Let $\left[{a \,.\,.\, b}\right) \subset \R$ be a half-open interval of $\R$.

Then $\left[{a \,.\,.\, b}\right)$ is not a closed set of $\R$.

Similarly, the half-open interval $\left({a \,.\,.\, b}\right] \subset \R$ is not a closed set of $\R$.



$A := \R \setminus \left[{a \,.\,.\, b}\right) = \left({-\infty \,.\,.\, a}\right) \cup \left[{b \,.\,.\, \infty}\right)$

Let $A:= \left({-\infty \,.\,.\, a}\right)$ and let $B := \left[{b \,.\,.\, \infty}\right)$.

Let $B_\epsilon \left({b}\right)$ be the open $\epsilon$-ball of $b$.

We have that $b - \epsilon < b$ and so $B_\epsilon \left({b}\right) = \left({b - \epsilon \,.\,.\, b + \epsilon}\right)$ does not lie entirely in $\left[{b \,.\,.\, \infty}\right)$.
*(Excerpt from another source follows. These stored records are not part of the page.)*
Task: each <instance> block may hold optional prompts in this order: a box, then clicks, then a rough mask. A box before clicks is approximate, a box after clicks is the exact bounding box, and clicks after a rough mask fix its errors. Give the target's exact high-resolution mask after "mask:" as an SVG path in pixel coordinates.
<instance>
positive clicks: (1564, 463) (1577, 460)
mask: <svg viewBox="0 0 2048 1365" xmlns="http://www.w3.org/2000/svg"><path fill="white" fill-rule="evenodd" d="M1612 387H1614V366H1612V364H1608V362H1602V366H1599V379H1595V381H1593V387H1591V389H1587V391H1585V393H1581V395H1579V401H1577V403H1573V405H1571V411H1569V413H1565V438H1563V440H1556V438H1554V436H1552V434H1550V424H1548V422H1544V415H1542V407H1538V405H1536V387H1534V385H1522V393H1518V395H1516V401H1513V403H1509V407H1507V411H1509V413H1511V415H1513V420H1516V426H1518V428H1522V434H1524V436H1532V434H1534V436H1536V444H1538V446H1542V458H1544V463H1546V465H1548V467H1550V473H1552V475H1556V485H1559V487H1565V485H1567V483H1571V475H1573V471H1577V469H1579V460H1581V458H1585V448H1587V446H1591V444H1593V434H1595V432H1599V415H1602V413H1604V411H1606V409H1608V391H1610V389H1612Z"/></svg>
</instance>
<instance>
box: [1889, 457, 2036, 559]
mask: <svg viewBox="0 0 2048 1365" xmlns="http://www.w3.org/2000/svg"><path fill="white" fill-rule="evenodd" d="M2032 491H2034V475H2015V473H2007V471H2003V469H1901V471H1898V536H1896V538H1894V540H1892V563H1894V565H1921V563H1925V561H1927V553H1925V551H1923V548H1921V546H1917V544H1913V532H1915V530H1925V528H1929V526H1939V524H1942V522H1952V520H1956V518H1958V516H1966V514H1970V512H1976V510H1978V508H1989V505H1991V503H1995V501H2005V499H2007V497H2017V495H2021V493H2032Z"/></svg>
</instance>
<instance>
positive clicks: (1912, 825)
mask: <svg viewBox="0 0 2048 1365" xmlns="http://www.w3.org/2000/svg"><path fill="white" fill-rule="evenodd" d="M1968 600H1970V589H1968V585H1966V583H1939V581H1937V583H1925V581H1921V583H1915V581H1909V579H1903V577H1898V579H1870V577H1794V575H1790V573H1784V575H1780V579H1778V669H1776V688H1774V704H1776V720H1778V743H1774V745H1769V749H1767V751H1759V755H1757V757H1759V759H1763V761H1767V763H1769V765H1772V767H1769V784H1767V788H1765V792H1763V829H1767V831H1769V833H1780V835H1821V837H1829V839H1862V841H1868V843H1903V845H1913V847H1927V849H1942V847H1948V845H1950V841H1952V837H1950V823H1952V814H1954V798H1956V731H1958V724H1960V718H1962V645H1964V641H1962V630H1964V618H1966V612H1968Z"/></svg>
Now $b - \epsilon$ may itself lie in $A$.


$\left[{a \,.\,.\, b}\right) \cap B_\epsilon \left({b}\right) \ne \varnothing$

and so there are elements of $B_\epsilon \left({b}\right)$ which are not in $\left({-\infty \,.\,.\, a}\right) \cup \left[{b \,.\,.\, \infty}\right)$.

So $\left({-\infty \,.\,.\, a}\right) \cup \left[{b \,.\,.\, \infty}\right)$ is not an open set of $\R$.

Thus, by definition, $\left[{a \,.\,.\, b}\right)$ is not a closed set of $\R$.

Hence the result.

Mutatis mutandis, the argument also shows that $\left({a \,.\,.\, b}\right] \subset \R$ is neither an open set nor a closed set of $\R$.